The URI is fetched from the "rdf:about" property, and can be normalized using a specific callback::

    def normalize_uri(uri):
    	if uri.endswith('.rdf'):
           return uri[:-4]
	return uri

    xy.register_uri_conversion_callback(normalize_uri)



Defining the conversion rules
-----------------------------


Then, you may write the conversion rules:

 - xy.add_equivalence allows you to add a basic equivalence between entity type / attribute / relations,
   and RDF properties. You may use "*" as a wild cart in the Yams part.
   E.g. for entity types::

	xy.add_equivalence('Gene', 'diseasome:genes')
	xy.add_equivalence('Disease', 'diseasome:diseases')

   E.g. for attributes::

   	xy.add_equivalence('* name', 'diseasome:name')
	xy.add_equivalence('* label', 'rdfs:label')
	xy.add_equivalence('* label', 'diseasome:label')
	xy.add_equivalence('* class_degree', 'diseasome:classDegree')
	xy.add_equivalence('* size', 'diseasome:size')


   E.g. for relations::

      xy.add_equivalence('Disease close_match ExternalUri', 'diseasome:classes')
      xy.add_equivalence('Disease subtype_of Disease', 'diseasome:diseaseSubtypeOf')
      xy.add_equivalence('Disease associated_genes Gene', 'diseasome:associatedGene')
      xy.add_equivalence('Disease chromosomal_location ExternalUri', 'diseasome:chromosomalLocation')
      xy.add_equivalence('* sameas ExternalUri', 'owl:sameAs')
      xy.add_equivalence('Gene gene_id ExternalUri', 'diseasome:geneId')
      xy.add_equivalence('Gene bio2rdf_symbol ExternalUri', 'diseasome:bio2rdfSymbol')


 - A base URI can be given to automatically determine if a Resource should be considered
   as an external URI or an internal relation::

      xy.register_base_uri('http://www4.wiwiss.fu-berlin.de/diseasome/resource/')


   A more complex logic can be used by giving a specific callback::

     def externaluri_callback(uri):
     	 if uri.startswith('http://www4.wiwiss.fu-berlin.de/diseasome/resource/'):
            if uri.endswith('disease') or uri.endswith('gene'):
               return False
	    return True
	 return True

     xy.register_externaluri_callback(externaluri_callback)

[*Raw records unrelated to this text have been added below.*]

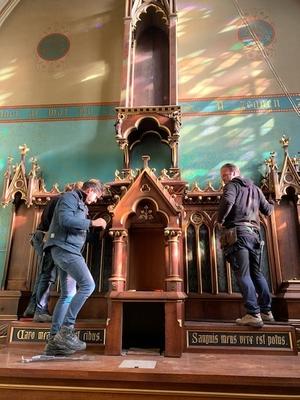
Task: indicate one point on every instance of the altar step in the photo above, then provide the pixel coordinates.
(199, 337)
(272, 338)
(26, 331)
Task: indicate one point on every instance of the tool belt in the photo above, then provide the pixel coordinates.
(228, 237)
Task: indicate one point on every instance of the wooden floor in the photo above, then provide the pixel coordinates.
(202, 376)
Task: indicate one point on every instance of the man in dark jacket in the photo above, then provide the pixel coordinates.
(46, 276)
(238, 215)
(67, 235)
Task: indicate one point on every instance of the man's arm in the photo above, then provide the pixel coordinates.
(67, 208)
(226, 202)
(265, 207)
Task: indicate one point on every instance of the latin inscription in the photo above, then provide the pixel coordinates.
(270, 340)
(92, 336)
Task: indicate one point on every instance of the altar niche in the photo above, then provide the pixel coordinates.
(147, 262)
(143, 326)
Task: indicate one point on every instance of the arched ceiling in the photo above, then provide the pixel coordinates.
(6, 7)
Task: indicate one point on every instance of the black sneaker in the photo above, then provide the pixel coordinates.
(30, 310)
(67, 337)
(42, 317)
(54, 349)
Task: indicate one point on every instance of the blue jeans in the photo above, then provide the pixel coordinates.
(73, 272)
(46, 277)
(245, 260)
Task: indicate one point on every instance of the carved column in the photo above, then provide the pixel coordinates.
(173, 280)
(117, 280)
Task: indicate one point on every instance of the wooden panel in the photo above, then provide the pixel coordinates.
(151, 80)
(288, 240)
(147, 259)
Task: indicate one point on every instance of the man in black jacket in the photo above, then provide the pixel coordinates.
(238, 216)
(38, 303)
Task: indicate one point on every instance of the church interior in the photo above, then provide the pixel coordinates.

The values of attributes are built based on the Yams type. But you could use a specific
callback to compute the correct values from the rdf properties::

	 def _convert_date(_object, datetime_format='%Y-%m-%d'):
	     """ Convert an rdf value to a date """
	     try:
		return datetime.strptime(_object.format(), datetime_format)
	     except:
	        return None

         xy.register_attribute_callback('Date', _convert_date)

or::

	def format_isbn(rdf_properties):
    	    if 'bnf-onto:isbn' in rdf_properties:
	       isbn = rdf_properties['bnf-onto:isbn'][0]
	       isbn = [i for i in isbn if i in '0123456789']
	       return int(''.join(isbn)) if isbn else None

	xy.register_attribute_callback('Manifestation formatted_isbn', format_isbn)



Importing data
--------------

Data may thus be imported using the "import-rdf" command of cubicweb-ctl::


    cubicweb-ctl import-rdf <my-instance> <filer-or-folder>

The default library used for reading the data is "rdflib" but one may use "librdf" using the "--lib" option.

It is also possible to force the rdf-format (it is automatically determined, but this may sometimes lead to errors),
using the "--rdf-format" option.



Exporting data
--------------

The view 'rdf' may be called and will create a RDF file from the result set. It is a modified version of the
CubicWeb RDFView, that take into account the more complex conversion rules from the dataio cube.
The format can also be forced (default is XML) using the "--format" option in the url (xml, n3 or nt).



Examples
--------

Examples of use of dataio rdf import could be found in the nytimes and diseasome cubes.